19 Oct
Christine Cristina - Recensione
Scritto da Melania Di Giacomo |
 

La differenza tra un film per il cinema e uno sceneggiato televisivo sta in come lo si guarda per la Stefania Sandrelli regista. E in effetti per vedere al cinema, gradendolo, il sul Christine Cristina bisogna essere alquanto ben disposti. La storia è onesta e la realizzazione, con un budget così limitato (2,5 milioni di euro) da dover perfino centellinare l’uso di campo e controcampo nelle scene di dialogo (per ammissione della stessa autrice), è finanche apprezzabile. Rai Trade ha fatto bene a co-produrre il film, perché è ben al di sopra di tanta produzione che si propina ai telespettatori. Ma sarà senz’altro più gradito a quelli che ai titoli di coda spengono lo schermo piuttosto che a quelli che escono dalla sala.

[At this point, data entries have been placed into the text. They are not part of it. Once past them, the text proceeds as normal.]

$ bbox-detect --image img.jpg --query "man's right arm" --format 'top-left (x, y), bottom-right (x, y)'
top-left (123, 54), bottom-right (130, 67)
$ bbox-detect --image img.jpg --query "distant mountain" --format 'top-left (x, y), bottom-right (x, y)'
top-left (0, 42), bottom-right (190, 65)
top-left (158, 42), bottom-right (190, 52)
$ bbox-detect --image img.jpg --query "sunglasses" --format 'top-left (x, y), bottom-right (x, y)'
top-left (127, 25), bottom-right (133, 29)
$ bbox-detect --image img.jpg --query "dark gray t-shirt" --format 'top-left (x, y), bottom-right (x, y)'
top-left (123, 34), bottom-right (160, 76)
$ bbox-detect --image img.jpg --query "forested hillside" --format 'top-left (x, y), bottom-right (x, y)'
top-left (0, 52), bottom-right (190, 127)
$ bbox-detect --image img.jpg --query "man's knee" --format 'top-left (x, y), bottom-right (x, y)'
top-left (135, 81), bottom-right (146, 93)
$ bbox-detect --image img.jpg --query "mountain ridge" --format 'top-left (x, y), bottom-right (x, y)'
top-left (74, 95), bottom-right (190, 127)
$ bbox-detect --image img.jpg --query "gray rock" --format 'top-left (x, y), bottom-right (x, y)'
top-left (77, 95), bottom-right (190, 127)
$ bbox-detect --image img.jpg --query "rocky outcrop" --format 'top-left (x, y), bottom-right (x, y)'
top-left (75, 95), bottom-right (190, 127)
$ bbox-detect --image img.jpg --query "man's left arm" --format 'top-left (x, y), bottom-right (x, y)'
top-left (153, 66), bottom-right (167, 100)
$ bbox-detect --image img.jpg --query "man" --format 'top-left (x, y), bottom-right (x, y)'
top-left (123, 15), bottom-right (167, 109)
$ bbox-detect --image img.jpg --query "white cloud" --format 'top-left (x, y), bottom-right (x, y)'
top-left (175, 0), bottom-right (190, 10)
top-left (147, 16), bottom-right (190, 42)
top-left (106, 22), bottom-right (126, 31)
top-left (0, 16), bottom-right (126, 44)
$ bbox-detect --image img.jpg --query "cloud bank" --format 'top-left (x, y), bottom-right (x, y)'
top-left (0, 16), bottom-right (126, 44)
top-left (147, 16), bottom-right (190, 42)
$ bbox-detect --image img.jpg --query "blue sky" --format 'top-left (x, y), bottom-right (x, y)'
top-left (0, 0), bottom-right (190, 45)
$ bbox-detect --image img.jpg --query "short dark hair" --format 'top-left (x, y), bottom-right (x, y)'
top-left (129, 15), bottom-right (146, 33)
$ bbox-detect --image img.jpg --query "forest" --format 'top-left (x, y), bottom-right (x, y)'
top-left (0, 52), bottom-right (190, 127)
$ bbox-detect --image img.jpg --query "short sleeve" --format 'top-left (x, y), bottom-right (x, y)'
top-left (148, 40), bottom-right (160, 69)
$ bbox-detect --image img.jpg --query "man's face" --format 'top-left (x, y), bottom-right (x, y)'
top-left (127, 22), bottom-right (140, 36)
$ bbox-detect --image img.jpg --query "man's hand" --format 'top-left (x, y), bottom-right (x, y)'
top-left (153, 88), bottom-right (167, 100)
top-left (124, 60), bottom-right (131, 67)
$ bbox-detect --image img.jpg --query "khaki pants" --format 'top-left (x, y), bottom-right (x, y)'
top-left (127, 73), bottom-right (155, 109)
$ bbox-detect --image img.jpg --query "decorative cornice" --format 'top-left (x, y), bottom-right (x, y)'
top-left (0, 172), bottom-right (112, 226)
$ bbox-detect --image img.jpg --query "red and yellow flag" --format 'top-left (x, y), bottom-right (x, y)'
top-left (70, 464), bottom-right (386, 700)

Il valore del film sta in un messaggio coraggioso, e quanto mai attuale: quanto è difficile usare parole scomode sui potenti! Cristina da Pizzano (Amanda Sandrelli) è una poetessa. Una delle poche donne a cavallo tra medioevo e umanesimo a riuscire a vivere della propria arte. Non lo è da sempre, lo diventa nel corso del film. All’inizio è una madre amorevole, dama decaduta che ama parlare per le rime ai suoi due figli. Cristina ha un solo imperativo: sopravvivere. Per farlo è costretta a vagare tra derelitti e lotte dinastiche in un’insidiosa Parigi, rievocata nei dintorni di Roma e a Cinecittà in un set si seconda mano. Dopo aver toccato il fondo riesce a riemergere vincendo fame, paura e disperazione grazie alla scoperta di un dono che portava dentro di sé senza saperlo: il talento poetico. La sua è una poesia che parla dell’anima semplice delle cose, vicina ai deboli e alle donne, in contrapposizione con la cultura maschile. Uomini sono le due figure che la accompagneranno, due mentori, li definisce la Sandrelli: Charleton (Alessandro Haber), un cantastorie da osteria che la aiuta a conoscere quel mondo degli umili che amerà ascoltare la sua poesia, e il teologo Gerson (Alessio Boni), combattuto tra “l’amore per Cristo e quello per Cristina”. Stefania non vede altre attrici nel ruolo della sua protagonista se non sua figlia Amanda, tanto però più acerba di cotanta madre. Al di là dei protagonisti spiccano due interpretazioni di comprimari. Ad Alessandro Haber riesce benissimo la transizione del suo personaggio da rozzo menestrello ad ardito difensore della controcultura. Mentre a Roberto Herlitzka (prima giudice, poi rettore dell’università) è opportunamente affidata la parabola del film: quanto è nobile un messaggio semplice, diretto e vero piuttosto che uno poetare ben forbito, ma privo di emozione. Eppure se il secondo promana dalla cultura dominante non c’è tenzone.